James Brown, American singer, songwriter, and dancer, Died at 73

  Artists

James Brown died on December 25, 2006, after a week long battle with pneumonia at the age of 73 years old.

Born James Joe Brown Jr. on May 3, 1933, in a one-room shack in the woods of Barnwell, South Carolina, a few miles east of the Georgia border.

His parents split when he was very young, and at the age of 4, Brown was sent to Augusta, Georgia, to live with his Aunt

Honey, the madam of a brothel. Dubt as the “Godfather of Soul,” his unique vocal and musical style influenced many artists.

Brown was also known for his turbulent personal life, as well as his social activism, both in his song writing (“America is My Home,” “Black and Proud”) and advocating the benefits of education to schoolchildren.

Dismissed from school at the age of 12 for “insufficient clothing,” Brown turned to working his various odd jobs full-time. As an escape from the harsh reality of growing up black in the rural South during the Great Depression, Brown turned to religion and to music.

He sang in the church choir, where he developed his powerful and uniquely emotive voice.
In 1956, the Famous Flames recorded a demo tape of the song “Please, Please, Please” and played it for Ralph Bass, a talent scout for King Records.

Bass was thoroughly impressed by the song, and especially by Brown’s passionate and soulful crooning.

He offered the group a record contract, and within months “Please, Please, Please” had reached No. 6 on the R&B charts.

Brown joined Byrd’s group, which highlighted under two names, as an a cappella gospel group called the Gospel Starlighters, and an R&B band known as the Avons.

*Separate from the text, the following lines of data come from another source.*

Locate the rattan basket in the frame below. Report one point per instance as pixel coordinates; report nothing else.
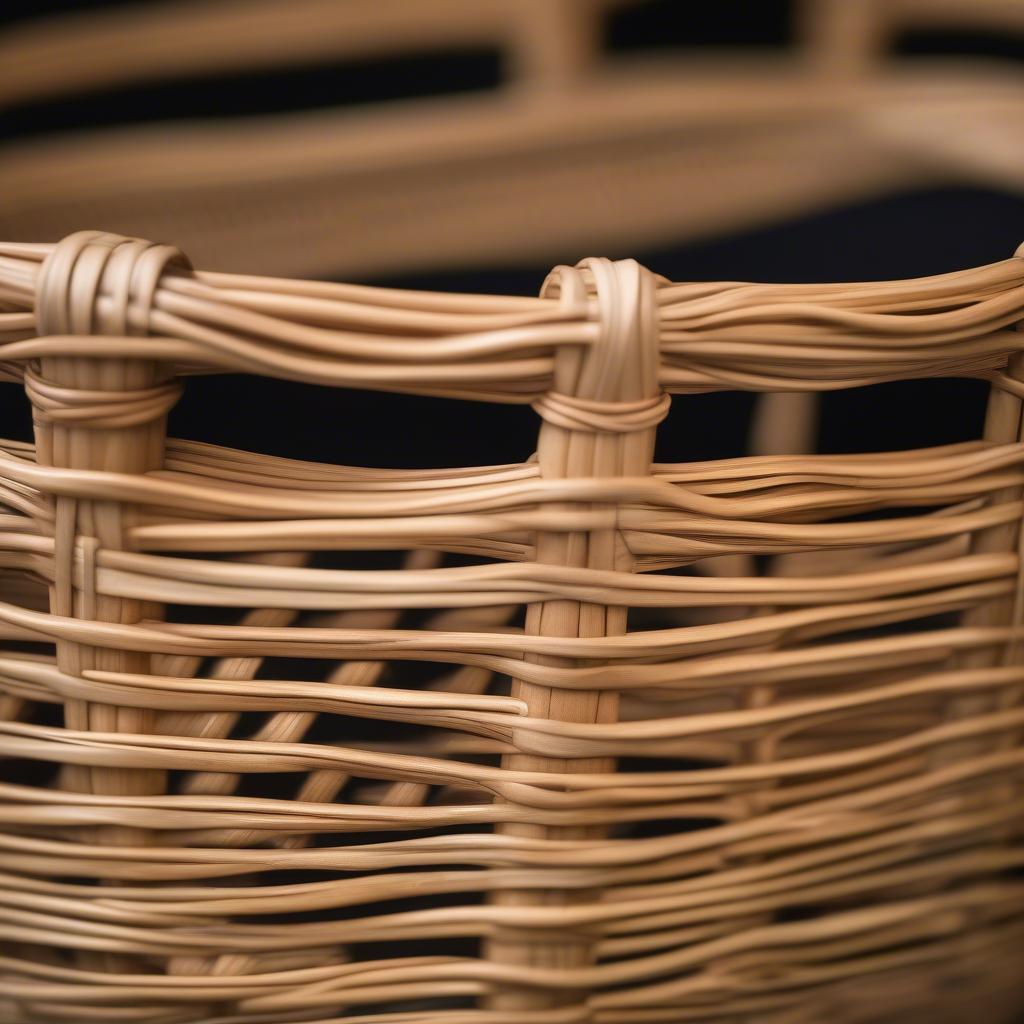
(752, 752)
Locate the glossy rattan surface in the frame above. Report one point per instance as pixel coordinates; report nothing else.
(605, 740)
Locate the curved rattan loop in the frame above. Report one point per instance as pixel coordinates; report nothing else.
(97, 283)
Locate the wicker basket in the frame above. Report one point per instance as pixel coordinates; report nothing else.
(751, 753)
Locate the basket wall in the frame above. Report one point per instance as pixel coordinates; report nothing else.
(585, 738)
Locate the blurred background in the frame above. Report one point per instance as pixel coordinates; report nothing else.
(470, 144)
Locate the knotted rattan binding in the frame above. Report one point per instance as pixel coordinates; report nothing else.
(753, 753)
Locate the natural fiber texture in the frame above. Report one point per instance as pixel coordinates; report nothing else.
(676, 788)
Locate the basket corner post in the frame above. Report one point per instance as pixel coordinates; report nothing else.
(598, 426)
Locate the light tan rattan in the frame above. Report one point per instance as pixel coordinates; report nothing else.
(818, 814)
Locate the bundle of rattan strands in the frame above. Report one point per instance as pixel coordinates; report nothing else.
(613, 742)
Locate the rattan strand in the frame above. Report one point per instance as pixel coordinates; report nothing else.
(818, 815)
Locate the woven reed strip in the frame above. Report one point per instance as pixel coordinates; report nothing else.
(876, 778)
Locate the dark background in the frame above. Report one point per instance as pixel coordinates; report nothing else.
(908, 235)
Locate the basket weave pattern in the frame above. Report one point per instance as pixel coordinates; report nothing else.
(752, 752)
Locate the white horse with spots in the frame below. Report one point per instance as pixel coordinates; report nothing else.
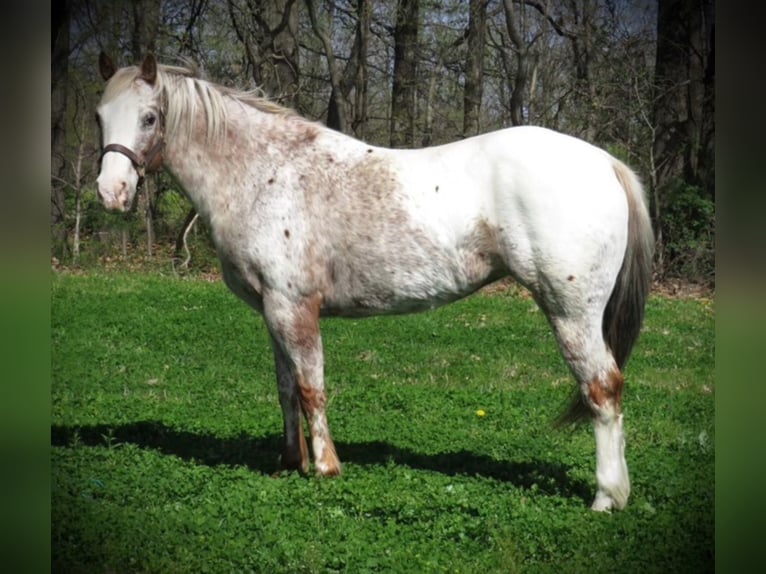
(309, 222)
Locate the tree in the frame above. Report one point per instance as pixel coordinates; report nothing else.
(404, 90)
(474, 69)
(59, 88)
(268, 32)
(683, 148)
(684, 100)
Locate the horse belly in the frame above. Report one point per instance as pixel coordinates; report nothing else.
(407, 278)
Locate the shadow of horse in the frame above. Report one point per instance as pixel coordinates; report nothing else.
(261, 454)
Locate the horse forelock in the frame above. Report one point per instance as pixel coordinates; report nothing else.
(185, 95)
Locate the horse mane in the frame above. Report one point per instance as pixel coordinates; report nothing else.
(185, 94)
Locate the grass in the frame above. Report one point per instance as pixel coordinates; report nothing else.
(166, 430)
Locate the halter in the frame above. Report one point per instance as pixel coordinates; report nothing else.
(147, 162)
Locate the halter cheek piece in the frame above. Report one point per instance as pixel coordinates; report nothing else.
(147, 162)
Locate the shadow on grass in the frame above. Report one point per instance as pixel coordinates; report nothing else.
(260, 454)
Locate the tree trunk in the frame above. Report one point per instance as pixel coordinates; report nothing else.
(684, 94)
(404, 90)
(336, 111)
(474, 69)
(519, 82)
(268, 30)
(59, 80)
(364, 12)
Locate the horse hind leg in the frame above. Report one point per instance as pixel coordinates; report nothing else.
(600, 399)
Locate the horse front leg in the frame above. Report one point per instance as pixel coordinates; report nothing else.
(294, 327)
(601, 383)
(295, 454)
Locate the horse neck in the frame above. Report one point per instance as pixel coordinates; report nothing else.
(211, 172)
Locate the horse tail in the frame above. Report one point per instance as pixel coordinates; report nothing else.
(624, 312)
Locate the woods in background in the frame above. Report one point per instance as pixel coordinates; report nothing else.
(635, 77)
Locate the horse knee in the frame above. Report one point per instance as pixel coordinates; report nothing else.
(603, 394)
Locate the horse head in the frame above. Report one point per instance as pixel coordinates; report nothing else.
(131, 119)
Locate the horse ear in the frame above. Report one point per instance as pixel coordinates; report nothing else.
(106, 66)
(149, 69)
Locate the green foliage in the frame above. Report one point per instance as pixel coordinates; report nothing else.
(688, 231)
(166, 430)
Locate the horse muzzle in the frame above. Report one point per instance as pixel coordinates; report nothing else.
(116, 193)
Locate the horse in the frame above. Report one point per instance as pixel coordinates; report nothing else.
(308, 222)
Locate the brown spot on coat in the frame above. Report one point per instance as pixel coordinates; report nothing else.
(601, 392)
(304, 329)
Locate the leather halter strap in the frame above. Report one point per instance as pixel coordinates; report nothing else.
(149, 162)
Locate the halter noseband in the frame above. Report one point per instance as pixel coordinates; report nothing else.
(148, 162)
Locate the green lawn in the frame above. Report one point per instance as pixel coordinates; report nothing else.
(166, 430)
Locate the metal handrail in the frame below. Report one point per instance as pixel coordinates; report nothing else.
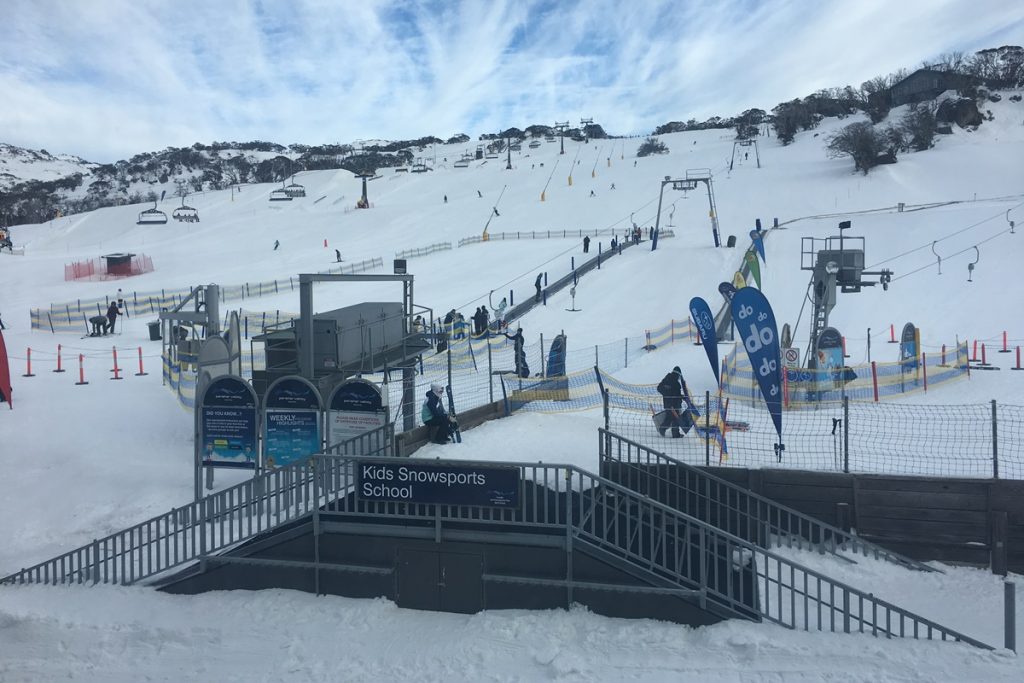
(650, 536)
(732, 507)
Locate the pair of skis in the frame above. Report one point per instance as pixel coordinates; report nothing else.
(458, 432)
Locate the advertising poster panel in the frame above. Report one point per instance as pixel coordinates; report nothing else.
(227, 424)
(355, 407)
(291, 422)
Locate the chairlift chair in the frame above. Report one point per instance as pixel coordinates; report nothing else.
(152, 216)
(185, 214)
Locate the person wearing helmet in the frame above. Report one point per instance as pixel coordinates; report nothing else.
(434, 416)
(674, 392)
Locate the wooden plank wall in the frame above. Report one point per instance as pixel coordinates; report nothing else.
(926, 518)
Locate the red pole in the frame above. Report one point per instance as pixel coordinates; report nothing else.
(875, 379)
(59, 369)
(81, 371)
(140, 371)
(116, 371)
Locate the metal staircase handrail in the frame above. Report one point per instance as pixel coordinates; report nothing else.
(787, 593)
(793, 526)
(189, 532)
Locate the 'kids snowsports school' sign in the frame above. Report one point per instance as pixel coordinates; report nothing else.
(445, 484)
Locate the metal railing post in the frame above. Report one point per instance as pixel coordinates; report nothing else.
(995, 443)
(846, 434)
(1010, 615)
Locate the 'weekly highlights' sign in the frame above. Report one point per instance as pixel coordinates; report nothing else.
(445, 484)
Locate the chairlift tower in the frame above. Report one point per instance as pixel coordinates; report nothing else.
(561, 128)
(583, 126)
(364, 202)
(689, 181)
(834, 261)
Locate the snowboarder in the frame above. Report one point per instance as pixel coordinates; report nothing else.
(441, 425)
(674, 393)
(112, 315)
(521, 369)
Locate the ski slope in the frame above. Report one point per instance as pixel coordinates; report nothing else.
(83, 461)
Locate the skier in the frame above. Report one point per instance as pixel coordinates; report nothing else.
(434, 416)
(521, 368)
(98, 324)
(112, 315)
(674, 393)
(500, 314)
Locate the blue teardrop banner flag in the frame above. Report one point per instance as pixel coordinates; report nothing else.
(756, 324)
(705, 322)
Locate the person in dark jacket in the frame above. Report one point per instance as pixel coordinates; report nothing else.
(521, 369)
(112, 315)
(440, 423)
(674, 393)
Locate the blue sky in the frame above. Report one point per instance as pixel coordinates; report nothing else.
(105, 79)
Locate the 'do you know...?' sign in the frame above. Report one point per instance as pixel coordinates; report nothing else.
(439, 483)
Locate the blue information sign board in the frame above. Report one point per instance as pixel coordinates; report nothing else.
(439, 482)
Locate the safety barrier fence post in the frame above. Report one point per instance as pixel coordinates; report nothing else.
(140, 371)
(81, 371)
(116, 371)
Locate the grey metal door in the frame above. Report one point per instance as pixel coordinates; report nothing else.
(461, 583)
(439, 582)
(418, 578)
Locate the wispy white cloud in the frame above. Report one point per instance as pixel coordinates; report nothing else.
(111, 78)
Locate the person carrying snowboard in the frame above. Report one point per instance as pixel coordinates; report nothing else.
(441, 425)
(674, 393)
(521, 368)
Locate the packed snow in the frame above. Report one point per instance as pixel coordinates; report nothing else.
(81, 462)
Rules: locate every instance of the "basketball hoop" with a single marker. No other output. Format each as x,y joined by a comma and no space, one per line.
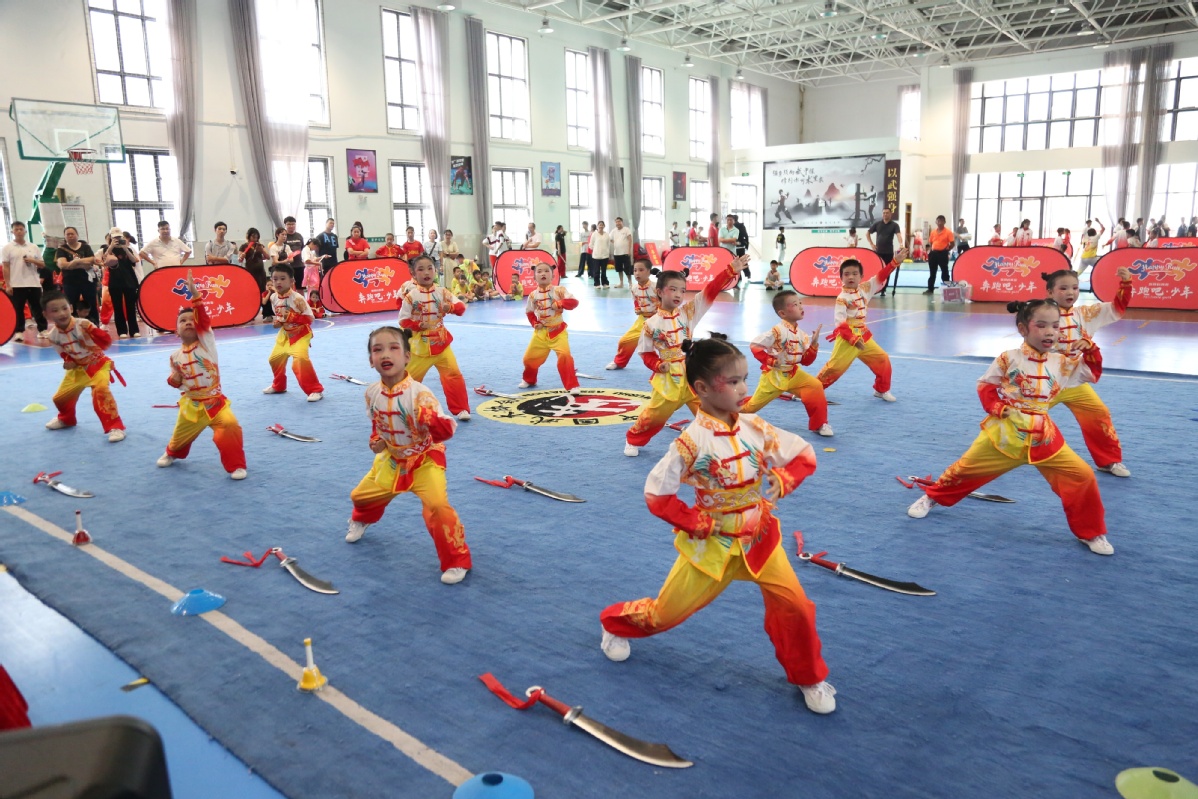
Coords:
82,158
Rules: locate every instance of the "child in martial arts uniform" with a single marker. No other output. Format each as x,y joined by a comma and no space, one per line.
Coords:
645,304
660,347
194,369
406,435
423,306
782,351
1016,392
292,316
82,346
739,466
852,337
1078,324
543,307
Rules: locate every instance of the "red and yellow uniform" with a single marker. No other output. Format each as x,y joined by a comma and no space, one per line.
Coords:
782,350
407,417
660,347
544,307
851,331
294,339
422,312
728,534
82,349
645,303
194,369
1016,392
1091,413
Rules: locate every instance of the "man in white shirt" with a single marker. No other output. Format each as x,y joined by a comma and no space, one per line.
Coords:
164,250
22,260
622,252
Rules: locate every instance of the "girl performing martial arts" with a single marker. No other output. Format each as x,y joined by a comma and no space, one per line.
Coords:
1016,392
739,465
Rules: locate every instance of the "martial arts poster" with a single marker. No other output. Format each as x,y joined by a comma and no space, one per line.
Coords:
365,286
815,271
522,262
229,292
1006,273
824,192
1159,278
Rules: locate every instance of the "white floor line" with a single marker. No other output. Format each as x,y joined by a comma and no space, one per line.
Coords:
410,746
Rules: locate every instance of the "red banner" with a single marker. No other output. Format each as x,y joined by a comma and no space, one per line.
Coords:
705,264
229,292
522,262
365,285
1159,279
1008,273
815,271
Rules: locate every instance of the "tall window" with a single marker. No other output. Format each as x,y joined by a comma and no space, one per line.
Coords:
748,114
1041,113
318,197
744,205
700,119
908,113
580,113
409,199
507,86
144,191
399,71
131,49
510,199
653,117
1181,102
653,209
582,200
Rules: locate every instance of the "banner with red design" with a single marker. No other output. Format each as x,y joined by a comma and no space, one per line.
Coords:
815,271
1008,273
229,292
705,264
365,285
522,262
1159,278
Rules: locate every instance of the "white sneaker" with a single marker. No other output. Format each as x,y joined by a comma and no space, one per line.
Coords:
615,647
820,697
920,507
453,576
357,530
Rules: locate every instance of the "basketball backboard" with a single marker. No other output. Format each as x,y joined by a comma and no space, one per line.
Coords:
48,131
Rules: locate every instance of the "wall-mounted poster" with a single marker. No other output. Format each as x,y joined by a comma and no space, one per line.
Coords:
824,192
550,179
461,175
363,170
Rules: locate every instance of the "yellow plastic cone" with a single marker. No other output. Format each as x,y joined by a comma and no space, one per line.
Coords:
312,679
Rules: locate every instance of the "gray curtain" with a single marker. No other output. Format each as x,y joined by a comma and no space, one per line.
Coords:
431,35
182,117
479,125
635,156
962,82
713,170
278,144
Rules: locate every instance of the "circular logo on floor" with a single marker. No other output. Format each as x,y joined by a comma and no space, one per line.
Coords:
556,409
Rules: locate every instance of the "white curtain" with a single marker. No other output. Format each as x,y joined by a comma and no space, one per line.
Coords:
431,34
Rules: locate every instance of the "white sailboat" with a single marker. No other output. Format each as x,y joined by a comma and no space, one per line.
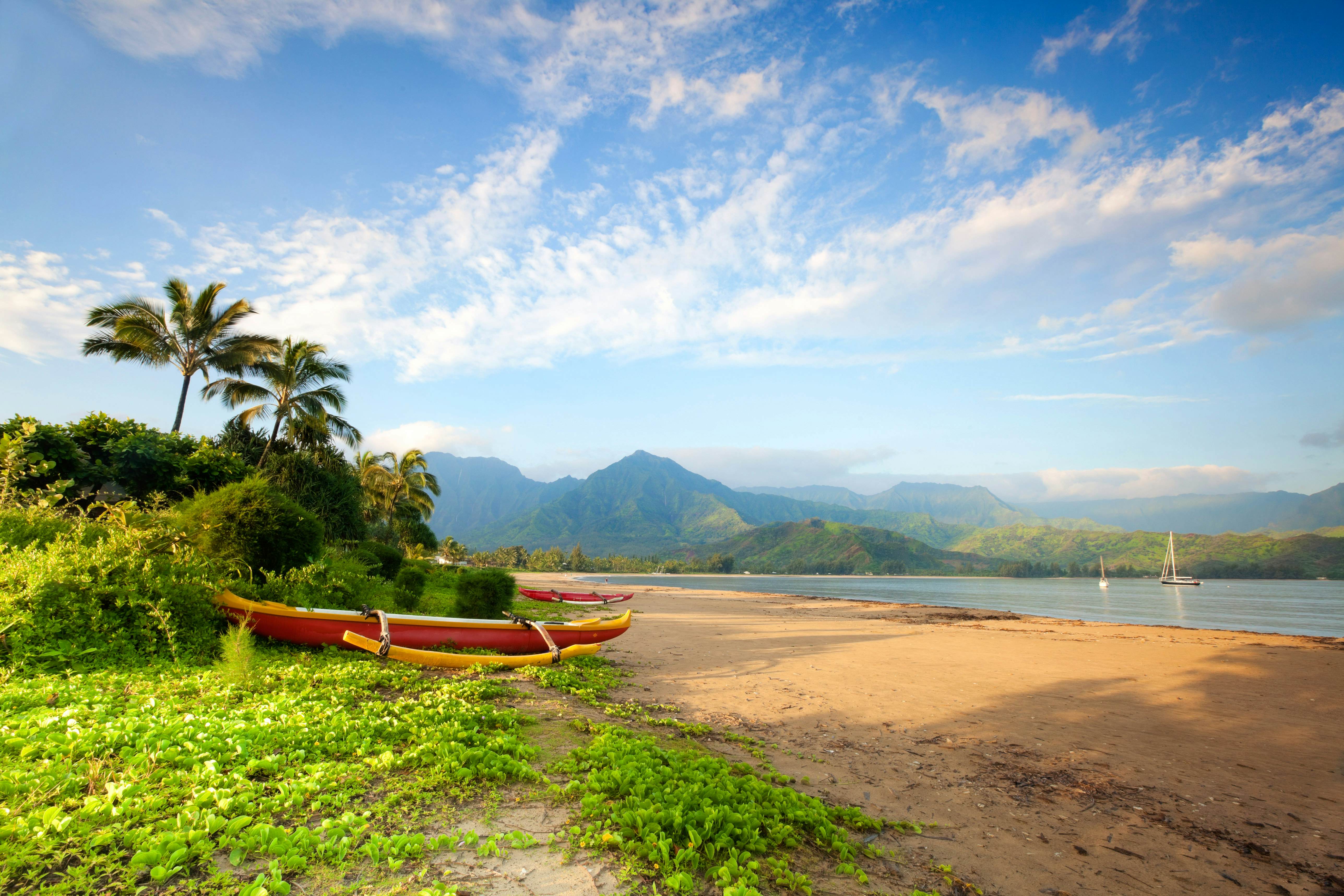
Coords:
1170,575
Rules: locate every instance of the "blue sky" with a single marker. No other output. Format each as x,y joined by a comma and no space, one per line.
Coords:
1062,250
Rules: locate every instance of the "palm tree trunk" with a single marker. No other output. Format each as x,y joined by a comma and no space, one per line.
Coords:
182,402
275,432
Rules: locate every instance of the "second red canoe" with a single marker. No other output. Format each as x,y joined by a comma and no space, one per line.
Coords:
574,597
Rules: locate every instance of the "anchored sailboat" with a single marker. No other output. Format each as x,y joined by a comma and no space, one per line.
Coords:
1170,575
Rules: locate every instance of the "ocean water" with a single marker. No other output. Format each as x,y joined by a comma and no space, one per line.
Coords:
1246,605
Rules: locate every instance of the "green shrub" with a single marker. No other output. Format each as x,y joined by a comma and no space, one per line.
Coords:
237,664
21,527
56,447
326,484
371,563
108,597
335,582
174,464
413,531
411,586
253,523
483,594
389,558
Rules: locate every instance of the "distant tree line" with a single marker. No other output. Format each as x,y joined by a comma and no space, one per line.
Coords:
556,561
1042,570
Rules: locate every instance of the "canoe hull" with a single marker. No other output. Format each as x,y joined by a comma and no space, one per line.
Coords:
319,628
464,661
574,597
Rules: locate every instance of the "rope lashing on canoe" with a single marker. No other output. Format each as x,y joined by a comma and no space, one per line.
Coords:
385,639
541,631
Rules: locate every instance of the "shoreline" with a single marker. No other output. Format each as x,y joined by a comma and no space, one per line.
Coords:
1050,751
577,578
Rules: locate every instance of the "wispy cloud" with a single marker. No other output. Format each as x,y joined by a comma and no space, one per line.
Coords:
1326,440
1105,397
1123,31
562,62
746,249
163,218
1119,483
429,436
44,304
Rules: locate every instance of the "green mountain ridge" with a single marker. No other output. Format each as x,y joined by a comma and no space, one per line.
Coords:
820,546
644,504
479,491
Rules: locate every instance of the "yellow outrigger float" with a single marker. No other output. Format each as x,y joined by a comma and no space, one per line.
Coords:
463,660
511,636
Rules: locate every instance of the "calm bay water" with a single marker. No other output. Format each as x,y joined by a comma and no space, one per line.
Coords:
1246,605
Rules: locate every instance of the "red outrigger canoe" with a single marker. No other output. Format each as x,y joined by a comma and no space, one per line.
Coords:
314,627
574,597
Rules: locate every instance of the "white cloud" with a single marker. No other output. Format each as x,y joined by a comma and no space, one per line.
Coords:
1123,31
428,436
1280,281
1105,397
44,305
994,129
784,468
729,100
561,64
752,254
1326,440
163,218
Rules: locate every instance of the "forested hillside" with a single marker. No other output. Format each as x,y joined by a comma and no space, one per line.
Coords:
819,546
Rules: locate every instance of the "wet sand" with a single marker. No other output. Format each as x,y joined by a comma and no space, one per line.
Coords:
1057,757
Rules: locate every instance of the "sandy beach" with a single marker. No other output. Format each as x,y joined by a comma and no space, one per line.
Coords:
1056,757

Brown had allegedly joined the band after one of the group’s members, Troy Collins, was killed.

Along with Brown and Byrd, the group consisted of Sylvester Keels, Doyle Oglesby, Fred Pulliam, Nash Knox and Nafloyd Scott.

Influenced by R&B groups such as Hank Ballard and The Midnighters, The Orioles and Billy Ward and his Dominoes, the group changed its name, first to the Toccoa Band, and then to the Flames.

Nafloyd’s brother Baroy later joined the group on bass guitar and Brown, Byrd and Keels switched lead positions and instruments, often playing drums and piano.

Johnny Terry later joined while Pulliam and Oglesby had long left.

In October 1958, Brown released the ballad, “Try Me”, which hit number-one on the R&B chart in the beginning of 1959, becoming the first of seventeen chart-topping R&B hits.

Shortly afterwards, Brown recruited his first band, led by J. C. Davis and reunited with Bobby Byrd, who joined a revived Famous Flames lineup that included Eugene “Baby” Lloyd Stallworth and Bobby Bennett, with Johnny Terry sometimes coming in as the “fifth Flame”.

Brown, The Flames, and his entire band debuted at the Apollo Theater on April 24, 1959, opening for Little Willie John.

Federal Records issued two albums credited to Brown and the Famous Flames.

By 1960, Brown began multi-tasking in the recording studio involving himself, the Famous Flames and his band, sometimes named the James Brown Orchestra or the James Brown Band.

On June 10, 1991 James Brown and a star-filled line up, performed before an audience at Los Angeles’ Wiltern Theater before a live Pay Per View at home audience.

James Brown: Living in America – Live! was the brainchild of Indiana Producer Danny Hubbard. M.C. Hammer as well as Bell Biv Devoe, the Boys, En Vogue, C+C Music Factory, Quincy Jones, Sherman Hemsley and Keenen Ivory Wayans.

Ice-T, Tone Loc and Kool Moe Dee performed paying homage to Brown.

This was Brown’s first public performance since his parole from the South Carolina prison system in February.

He served 2 1/2 years of two concurrent six-year sentences for aggravated assault and other felonies.